As this changed over time, the most prominent application of chemical data became artificial intelligence (AI). Here, data found further use for training models. Since AI typically relies on large training sets, manual processing of data is time consuming and not feasible. At the same time, memory, bandwidth and processing power became widely available. Chemistry saw, as a result, a large number of novel applications which would not have been possible before. At this point, the lack of formats becomes a major issue. Whilst we have the tools, much of the valuable data which could be used for them, is still not available. Data has been published, and still is published, in outdated, incomplete, non-standardized and non-permanent formats. This issue is visible across many areas of chemistry and is an unsolved problem in many.

What were the primary outcomes of this workshop, including limitations and open questions?

The workshop has collected materials and information in a number of areas. The ultimate aim is to come up with best practices and start or continue initiatives for standards in specific fields.
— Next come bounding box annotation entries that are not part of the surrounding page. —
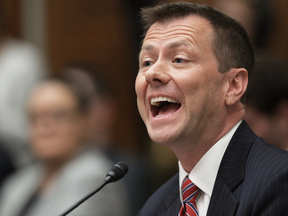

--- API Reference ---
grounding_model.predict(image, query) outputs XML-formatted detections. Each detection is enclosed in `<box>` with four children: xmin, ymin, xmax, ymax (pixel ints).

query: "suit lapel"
<box><xmin>207</xmin><ymin>121</ymin><xmax>257</xmax><ymax>216</ymax></box>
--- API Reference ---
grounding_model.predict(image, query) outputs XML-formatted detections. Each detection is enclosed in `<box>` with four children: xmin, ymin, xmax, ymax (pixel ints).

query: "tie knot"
<box><xmin>182</xmin><ymin>176</ymin><xmax>200</xmax><ymax>203</ymax></box>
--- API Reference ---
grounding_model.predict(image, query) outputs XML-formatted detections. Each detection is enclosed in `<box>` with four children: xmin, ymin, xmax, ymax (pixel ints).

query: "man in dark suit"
<box><xmin>135</xmin><ymin>2</ymin><xmax>288</xmax><ymax>216</ymax></box>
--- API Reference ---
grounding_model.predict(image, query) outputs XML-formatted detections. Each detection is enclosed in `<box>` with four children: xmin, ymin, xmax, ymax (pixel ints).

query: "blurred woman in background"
<box><xmin>0</xmin><ymin>69</ymin><xmax>129</xmax><ymax>216</ymax></box>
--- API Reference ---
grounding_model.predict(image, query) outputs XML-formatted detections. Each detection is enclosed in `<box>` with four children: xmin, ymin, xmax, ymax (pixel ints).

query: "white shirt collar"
<box><xmin>178</xmin><ymin>120</ymin><xmax>242</xmax><ymax>202</ymax></box>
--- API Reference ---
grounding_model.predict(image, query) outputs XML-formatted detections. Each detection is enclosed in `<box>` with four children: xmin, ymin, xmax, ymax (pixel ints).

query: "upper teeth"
<box><xmin>151</xmin><ymin>97</ymin><xmax>179</xmax><ymax>106</ymax></box>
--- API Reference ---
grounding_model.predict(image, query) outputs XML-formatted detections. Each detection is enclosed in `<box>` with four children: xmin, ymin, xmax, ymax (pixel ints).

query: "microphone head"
<box><xmin>105</xmin><ymin>162</ymin><xmax>128</xmax><ymax>182</ymax></box>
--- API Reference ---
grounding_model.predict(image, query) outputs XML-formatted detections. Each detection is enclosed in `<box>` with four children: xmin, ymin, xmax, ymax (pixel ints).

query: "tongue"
<box><xmin>158</xmin><ymin>103</ymin><xmax>180</xmax><ymax>115</ymax></box>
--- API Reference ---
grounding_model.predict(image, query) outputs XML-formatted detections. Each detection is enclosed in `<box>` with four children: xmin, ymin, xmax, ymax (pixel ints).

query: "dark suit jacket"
<box><xmin>138</xmin><ymin>121</ymin><xmax>288</xmax><ymax>216</ymax></box>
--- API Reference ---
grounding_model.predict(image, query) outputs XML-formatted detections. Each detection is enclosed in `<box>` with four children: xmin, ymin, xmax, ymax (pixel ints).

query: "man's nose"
<box><xmin>145</xmin><ymin>61</ymin><xmax>170</xmax><ymax>85</ymax></box>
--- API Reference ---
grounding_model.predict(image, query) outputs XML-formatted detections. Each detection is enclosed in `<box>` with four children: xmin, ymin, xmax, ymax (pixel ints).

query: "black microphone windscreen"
<box><xmin>106</xmin><ymin>162</ymin><xmax>128</xmax><ymax>182</ymax></box>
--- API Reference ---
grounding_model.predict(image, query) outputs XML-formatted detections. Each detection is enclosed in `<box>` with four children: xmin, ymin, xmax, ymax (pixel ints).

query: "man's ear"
<box><xmin>225</xmin><ymin>68</ymin><xmax>248</xmax><ymax>105</ymax></box>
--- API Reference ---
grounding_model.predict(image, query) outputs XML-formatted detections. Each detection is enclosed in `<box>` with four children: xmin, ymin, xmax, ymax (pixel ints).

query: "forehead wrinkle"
<box><xmin>144</xmin><ymin>22</ymin><xmax>206</xmax><ymax>50</ymax></box>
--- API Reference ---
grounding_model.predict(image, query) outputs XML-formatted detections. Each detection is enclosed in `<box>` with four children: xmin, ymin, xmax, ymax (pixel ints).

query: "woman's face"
<box><xmin>28</xmin><ymin>81</ymin><xmax>85</xmax><ymax>161</ymax></box>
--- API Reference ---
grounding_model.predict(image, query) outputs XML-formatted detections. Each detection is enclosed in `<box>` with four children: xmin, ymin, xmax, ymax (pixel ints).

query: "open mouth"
<box><xmin>151</xmin><ymin>97</ymin><xmax>181</xmax><ymax>117</ymax></box>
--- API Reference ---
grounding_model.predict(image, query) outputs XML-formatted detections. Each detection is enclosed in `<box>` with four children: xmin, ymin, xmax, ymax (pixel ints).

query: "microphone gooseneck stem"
<box><xmin>59</xmin><ymin>179</ymin><xmax>110</xmax><ymax>216</ymax></box>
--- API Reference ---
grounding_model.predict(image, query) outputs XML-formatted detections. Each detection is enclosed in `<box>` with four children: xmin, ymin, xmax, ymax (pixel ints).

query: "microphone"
<box><xmin>60</xmin><ymin>162</ymin><xmax>128</xmax><ymax>216</ymax></box>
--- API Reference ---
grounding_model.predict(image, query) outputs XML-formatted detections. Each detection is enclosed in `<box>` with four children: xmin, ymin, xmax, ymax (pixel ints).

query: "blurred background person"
<box><xmin>244</xmin><ymin>57</ymin><xmax>288</xmax><ymax>150</ymax></box>
<box><xmin>0</xmin><ymin>0</ymin><xmax>46</xmax><ymax>167</ymax></box>
<box><xmin>214</xmin><ymin>0</ymin><xmax>274</xmax><ymax>52</ymax></box>
<box><xmin>0</xmin><ymin>143</ymin><xmax>16</xmax><ymax>188</ymax></box>
<box><xmin>0</xmin><ymin>68</ymin><xmax>129</xmax><ymax>216</ymax></box>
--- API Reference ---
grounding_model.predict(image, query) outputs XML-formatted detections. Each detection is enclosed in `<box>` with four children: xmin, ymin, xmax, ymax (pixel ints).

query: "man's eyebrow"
<box><xmin>169</xmin><ymin>41</ymin><xmax>191</xmax><ymax>49</ymax></box>
<box><xmin>141</xmin><ymin>44</ymin><xmax>154</xmax><ymax>51</ymax></box>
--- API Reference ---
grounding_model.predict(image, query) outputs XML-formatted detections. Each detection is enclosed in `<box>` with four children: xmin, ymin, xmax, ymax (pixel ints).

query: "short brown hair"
<box><xmin>141</xmin><ymin>2</ymin><xmax>255</xmax><ymax>102</ymax></box>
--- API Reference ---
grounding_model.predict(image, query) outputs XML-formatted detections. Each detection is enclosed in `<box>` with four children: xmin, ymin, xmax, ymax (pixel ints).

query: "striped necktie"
<box><xmin>178</xmin><ymin>176</ymin><xmax>200</xmax><ymax>216</ymax></box>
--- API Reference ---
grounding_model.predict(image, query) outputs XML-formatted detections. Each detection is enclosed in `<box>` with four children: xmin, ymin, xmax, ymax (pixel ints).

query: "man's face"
<box><xmin>135</xmin><ymin>15</ymin><xmax>227</xmax><ymax>145</ymax></box>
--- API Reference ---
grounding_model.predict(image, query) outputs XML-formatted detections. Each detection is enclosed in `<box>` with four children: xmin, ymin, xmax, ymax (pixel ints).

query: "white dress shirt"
<box><xmin>178</xmin><ymin>120</ymin><xmax>242</xmax><ymax>216</ymax></box>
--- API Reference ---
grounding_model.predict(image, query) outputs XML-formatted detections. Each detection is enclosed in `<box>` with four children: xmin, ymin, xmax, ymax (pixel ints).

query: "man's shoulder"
<box><xmin>138</xmin><ymin>174</ymin><xmax>180</xmax><ymax>216</ymax></box>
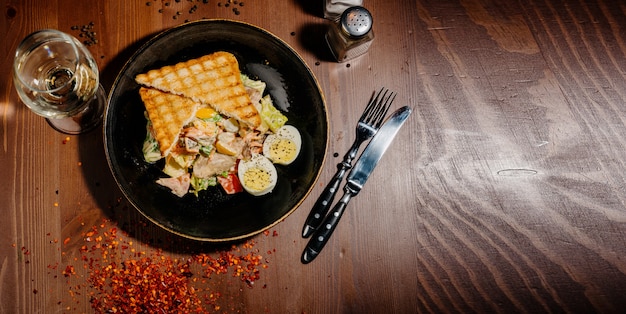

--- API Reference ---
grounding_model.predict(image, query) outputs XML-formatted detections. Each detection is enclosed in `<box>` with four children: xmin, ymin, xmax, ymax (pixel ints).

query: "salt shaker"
<box><xmin>326</xmin><ymin>6</ymin><xmax>374</xmax><ymax>62</ymax></box>
<box><xmin>324</xmin><ymin>0</ymin><xmax>363</xmax><ymax>22</ymax></box>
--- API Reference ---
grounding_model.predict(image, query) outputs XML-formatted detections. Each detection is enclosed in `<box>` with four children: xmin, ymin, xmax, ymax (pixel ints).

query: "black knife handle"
<box><xmin>302</xmin><ymin>161</ymin><xmax>352</xmax><ymax>238</ymax></box>
<box><xmin>302</xmin><ymin>191</ymin><xmax>353</xmax><ymax>264</ymax></box>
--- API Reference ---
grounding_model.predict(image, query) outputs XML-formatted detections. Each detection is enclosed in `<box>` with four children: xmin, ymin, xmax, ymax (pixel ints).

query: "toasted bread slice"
<box><xmin>135</xmin><ymin>51</ymin><xmax>261</xmax><ymax>128</ymax></box>
<box><xmin>139</xmin><ymin>87</ymin><xmax>200</xmax><ymax>157</ymax></box>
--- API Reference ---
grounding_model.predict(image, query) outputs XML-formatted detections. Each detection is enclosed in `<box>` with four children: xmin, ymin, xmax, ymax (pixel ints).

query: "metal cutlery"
<box><xmin>301</xmin><ymin>106</ymin><xmax>412</xmax><ymax>264</ymax></box>
<box><xmin>302</xmin><ymin>88</ymin><xmax>396</xmax><ymax>238</ymax></box>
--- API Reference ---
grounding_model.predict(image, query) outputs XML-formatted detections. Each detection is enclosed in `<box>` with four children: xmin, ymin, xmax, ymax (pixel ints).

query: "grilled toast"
<box><xmin>135</xmin><ymin>51</ymin><xmax>261</xmax><ymax>131</ymax></box>
<box><xmin>139</xmin><ymin>87</ymin><xmax>200</xmax><ymax>157</ymax></box>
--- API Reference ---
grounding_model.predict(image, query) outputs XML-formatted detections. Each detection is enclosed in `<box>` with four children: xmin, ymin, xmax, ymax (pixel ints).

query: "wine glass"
<box><xmin>13</xmin><ymin>29</ymin><xmax>106</xmax><ymax>134</ymax></box>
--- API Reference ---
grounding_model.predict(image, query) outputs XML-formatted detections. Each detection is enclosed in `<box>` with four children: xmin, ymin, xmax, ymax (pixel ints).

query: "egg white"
<box><xmin>237</xmin><ymin>155</ymin><xmax>278</xmax><ymax>196</ymax></box>
<box><xmin>263</xmin><ymin>125</ymin><xmax>302</xmax><ymax>165</ymax></box>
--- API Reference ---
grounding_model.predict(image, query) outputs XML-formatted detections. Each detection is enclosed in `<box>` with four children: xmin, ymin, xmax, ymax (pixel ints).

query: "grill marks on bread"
<box><xmin>135</xmin><ymin>51</ymin><xmax>261</xmax><ymax>128</ymax></box>
<box><xmin>139</xmin><ymin>87</ymin><xmax>200</xmax><ymax>156</ymax></box>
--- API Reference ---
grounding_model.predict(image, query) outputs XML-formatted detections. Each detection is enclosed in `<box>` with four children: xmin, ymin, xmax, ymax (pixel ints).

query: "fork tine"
<box><xmin>359</xmin><ymin>88</ymin><xmax>387</xmax><ymax>122</ymax></box>
<box><xmin>373</xmin><ymin>93</ymin><xmax>398</xmax><ymax>129</ymax></box>
<box><xmin>365</xmin><ymin>88</ymin><xmax>396</xmax><ymax>129</ymax></box>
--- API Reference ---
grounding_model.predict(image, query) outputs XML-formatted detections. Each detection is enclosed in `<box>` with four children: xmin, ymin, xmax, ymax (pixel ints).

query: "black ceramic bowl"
<box><xmin>104</xmin><ymin>20</ymin><xmax>328</xmax><ymax>242</ymax></box>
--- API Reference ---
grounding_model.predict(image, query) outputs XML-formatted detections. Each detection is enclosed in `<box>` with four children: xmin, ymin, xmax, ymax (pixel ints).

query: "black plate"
<box><xmin>104</xmin><ymin>20</ymin><xmax>328</xmax><ymax>241</ymax></box>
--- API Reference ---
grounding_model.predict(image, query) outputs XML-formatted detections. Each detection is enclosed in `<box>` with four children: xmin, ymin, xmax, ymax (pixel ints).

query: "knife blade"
<box><xmin>301</xmin><ymin>106</ymin><xmax>412</xmax><ymax>264</ymax></box>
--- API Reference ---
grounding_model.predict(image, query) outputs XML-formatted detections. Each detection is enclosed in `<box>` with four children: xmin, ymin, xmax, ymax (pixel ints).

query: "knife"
<box><xmin>302</xmin><ymin>106</ymin><xmax>412</xmax><ymax>264</ymax></box>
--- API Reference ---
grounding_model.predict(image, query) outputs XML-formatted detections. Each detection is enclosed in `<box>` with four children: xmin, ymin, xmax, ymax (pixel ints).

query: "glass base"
<box><xmin>46</xmin><ymin>85</ymin><xmax>106</xmax><ymax>135</ymax></box>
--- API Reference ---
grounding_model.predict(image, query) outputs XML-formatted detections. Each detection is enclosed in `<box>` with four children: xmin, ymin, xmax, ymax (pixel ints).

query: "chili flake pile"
<box><xmin>51</xmin><ymin>220</ymin><xmax>276</xmax><ymax>313</ymax></box>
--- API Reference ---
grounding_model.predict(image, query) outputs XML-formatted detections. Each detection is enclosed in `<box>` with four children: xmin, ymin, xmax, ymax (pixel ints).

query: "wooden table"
<box><xmin>0</xmin><ymin>0</ymin><xmax>626</xmax><ymax>313</ymax></box>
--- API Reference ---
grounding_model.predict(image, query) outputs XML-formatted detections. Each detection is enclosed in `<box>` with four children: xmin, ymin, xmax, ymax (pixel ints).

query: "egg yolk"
<box><xmin>270</xmin><ymin>138</ymin><xmax>297</xmax><ymax>163</ymax></box>
<box><xmin>243</xmin><ymin>168</ymin><xmax>271</xmax><ymax>191</ymax></box>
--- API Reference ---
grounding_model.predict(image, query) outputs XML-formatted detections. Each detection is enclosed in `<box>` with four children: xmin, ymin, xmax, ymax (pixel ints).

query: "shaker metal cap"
<box><xmin>340</xmin><ymin>6</ymin><xmax>372</xmax><ymax>37</ymax></box>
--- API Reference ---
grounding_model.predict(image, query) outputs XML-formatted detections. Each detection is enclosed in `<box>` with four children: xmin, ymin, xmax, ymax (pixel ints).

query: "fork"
<box><xmin>302</xmin><ymin>88</ymin><xmax>396</xmax><ymax>238</ymax></box>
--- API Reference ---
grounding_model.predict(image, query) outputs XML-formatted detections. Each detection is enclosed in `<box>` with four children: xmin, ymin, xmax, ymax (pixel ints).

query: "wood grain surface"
<box><xmin>0</xmin><ymin>0</ymin><xmax>626</xmax><ymax>313</ymax></box>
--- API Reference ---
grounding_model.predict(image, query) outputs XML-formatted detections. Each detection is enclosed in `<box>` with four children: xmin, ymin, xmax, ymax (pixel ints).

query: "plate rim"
<box><xmin>102</xmin><ymin>18</ymin><xmax>330</xmax><ymax>243</ymax></box>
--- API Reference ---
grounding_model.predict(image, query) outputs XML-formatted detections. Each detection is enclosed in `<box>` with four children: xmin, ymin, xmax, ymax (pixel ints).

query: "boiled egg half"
<box><xmin>237</xmin><ymin>154</ymin><xmax>278</xmax><ymax>196</ymax></box>
<box><xmin>263</xmin><ymin>125</ymin><xmax>302</xmax><ymax>165</ymax></box>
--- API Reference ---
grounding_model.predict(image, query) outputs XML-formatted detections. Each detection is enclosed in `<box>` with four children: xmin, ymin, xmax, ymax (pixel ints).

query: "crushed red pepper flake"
<box><xmin>31</xmin><ymin>219</ymin><xmax>277</xmax><ymax>313</ymax></box>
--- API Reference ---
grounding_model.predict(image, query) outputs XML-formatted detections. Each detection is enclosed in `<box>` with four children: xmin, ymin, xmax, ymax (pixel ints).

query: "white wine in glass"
<box><xmin>13</xmin><ymin>29</ymin><xmax>106</xmax><ymax>134</ymax></box>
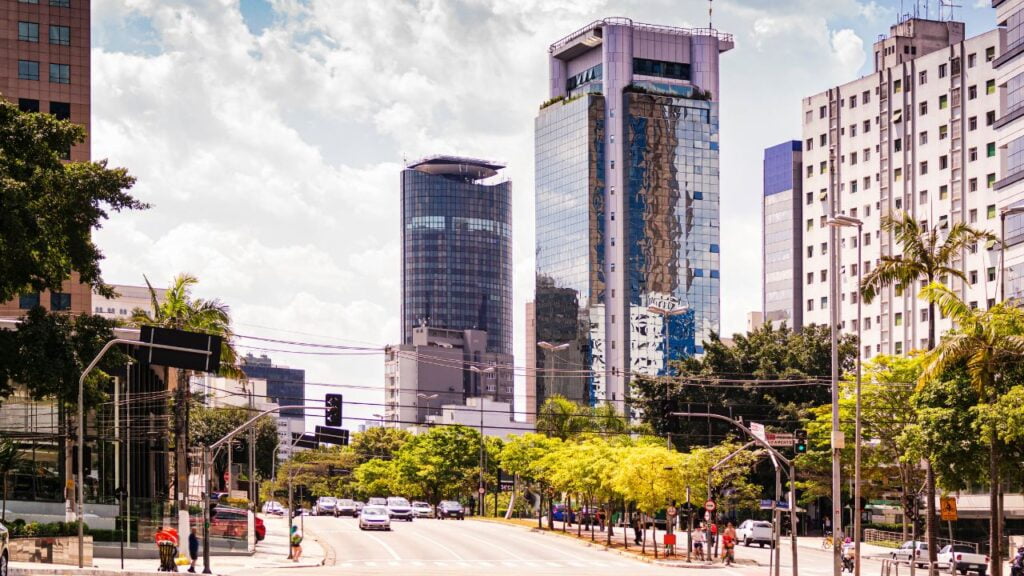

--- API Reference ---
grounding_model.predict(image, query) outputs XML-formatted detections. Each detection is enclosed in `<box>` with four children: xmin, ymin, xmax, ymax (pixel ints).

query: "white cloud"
<box><xmin>92</xmin><ymin>0</ymin><xmax>991</xmax><ymax>422</ymax></box>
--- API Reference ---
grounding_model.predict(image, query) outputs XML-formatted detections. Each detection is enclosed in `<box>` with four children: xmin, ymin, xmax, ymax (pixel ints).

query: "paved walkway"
<box><xmin>10</xmin><ymin>517</ymin><xmax>330</xmax><ymax>576</ymax></box>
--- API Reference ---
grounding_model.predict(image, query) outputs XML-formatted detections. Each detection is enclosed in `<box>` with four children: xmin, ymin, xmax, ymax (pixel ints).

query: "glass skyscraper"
<box><xmin>535</xmin><ymin>18</ymin><xmax>733</xmax><ymax>411</ymax></box>
<box><xmin>401</xmin><ymin>156</ymin><xmax>512</xmax><ymax>355</ymax></box>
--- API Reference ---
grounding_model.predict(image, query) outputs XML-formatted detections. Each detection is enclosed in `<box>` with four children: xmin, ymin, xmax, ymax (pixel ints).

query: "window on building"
<box><xmin>50</xmin><ymin>64</ymin><xmax>71</xmax><ymax>84</ymax></box>
<box><xmin>17</xmin><ymin>60</ymin><xmax>39</xmax><ymax>80</ymax></box>
<box><xmin>50</xmin><ymin>101</ymin><xmax>71</xmax><ymax>120</ymax></box>
<box><xmin>17</xmin><ymin>98</ymin><xmax>39</xmax><ymax>112</ymax></box>
<box><xmin>50</xmin><ymin>292</ymin><xmax>71</xmax><ymax>312</ymax></box>
<box><xmin>17</xmin><ymin>292</ymin><xmax>39</xmax><ymax>310</ymax></box>
<box><xmin>50</xmin><ymin>26</ymin><xmax>71</xmax><ymax>46</ymax></box>
<box><xmin>17</xmin><ymin>22</ymin><xmax>39</xmax><ymax>42</ymax></box>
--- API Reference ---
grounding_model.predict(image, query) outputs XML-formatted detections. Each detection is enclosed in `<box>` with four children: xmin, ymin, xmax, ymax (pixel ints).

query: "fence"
<box><xmin>864</xmin><ymin>528</ymin><xmax>979</xmax><ymax>552</ymax></box>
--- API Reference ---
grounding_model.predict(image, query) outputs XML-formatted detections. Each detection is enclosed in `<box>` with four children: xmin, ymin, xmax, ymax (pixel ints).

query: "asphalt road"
<box><xmin>260</xmin><ymin>518</ymin><xmax>897</xmax><ymax>576</ymax></box>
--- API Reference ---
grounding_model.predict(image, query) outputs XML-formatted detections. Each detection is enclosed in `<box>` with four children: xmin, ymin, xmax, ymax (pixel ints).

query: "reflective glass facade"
<box><xmin>535</xmin><ymin>94</ymin><xmax>605</xmax><ymax>404</ymax></box>
<box><xmin>624</xmin><ymin>93</ymin><xmax>721</xmax><ymax>375</ymax></box>
<box><xmin>401</xmin><ymin>161</ymin><xmax>512</xmax><ymax>355</ymax></box>
<box><xmin>762</xmin><ymin>140</ymin><xmax>804</xmax><ymax>329</ymax></box>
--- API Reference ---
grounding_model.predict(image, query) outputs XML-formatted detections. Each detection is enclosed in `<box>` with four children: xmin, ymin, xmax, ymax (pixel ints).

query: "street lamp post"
<box><xmin>469</xmin><ymin>366</ymin><xmax>496</xmax><ymax>518</ymax></box>
<box><xmin>416</xmin><ymin>393</ymin><xmax>437</xmax><ymax>422</ymax></box>
<box><xmin>827</xmin><ymin>214</ymin><xmax>864</xmax><ymax>576</ymax></box>
<box><xmin>999</xmin><ymin>206</ymin><xmax>1024</xmax><ymax>302</ymax></box>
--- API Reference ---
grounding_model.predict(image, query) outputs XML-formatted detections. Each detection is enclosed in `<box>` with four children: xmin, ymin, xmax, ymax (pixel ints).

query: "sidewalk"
<box><xmin>10</xmin><ymin>517</ymin><xmax>325</xmax><ymax>576</ymax></box>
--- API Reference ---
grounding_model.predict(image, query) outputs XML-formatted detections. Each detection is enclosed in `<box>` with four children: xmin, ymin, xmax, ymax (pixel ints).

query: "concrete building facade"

The discussion was divided into the following areas, for which we list outcomes separately:

  • Maintainability and adoption: The difficulty of long-term maintenance, especially in an academic setting, was noted. On the other hand, there will always be changes and products will become obsolete at some point. FAIR is crucial to enable transitions - only FAIR data can survive projects.

  • Fuzziness - missing data and impedance mismatch: We are getting better at handling those. Crucial is to maintain the link to the original data to be able to work retrospectively. Crowdsourcing might help in some cases.

  • What needs to be standardized? It was noted that standardization can be a limitation. The full digital trail of data should be preserved. For higher level data, incomplete standards are better than no standards.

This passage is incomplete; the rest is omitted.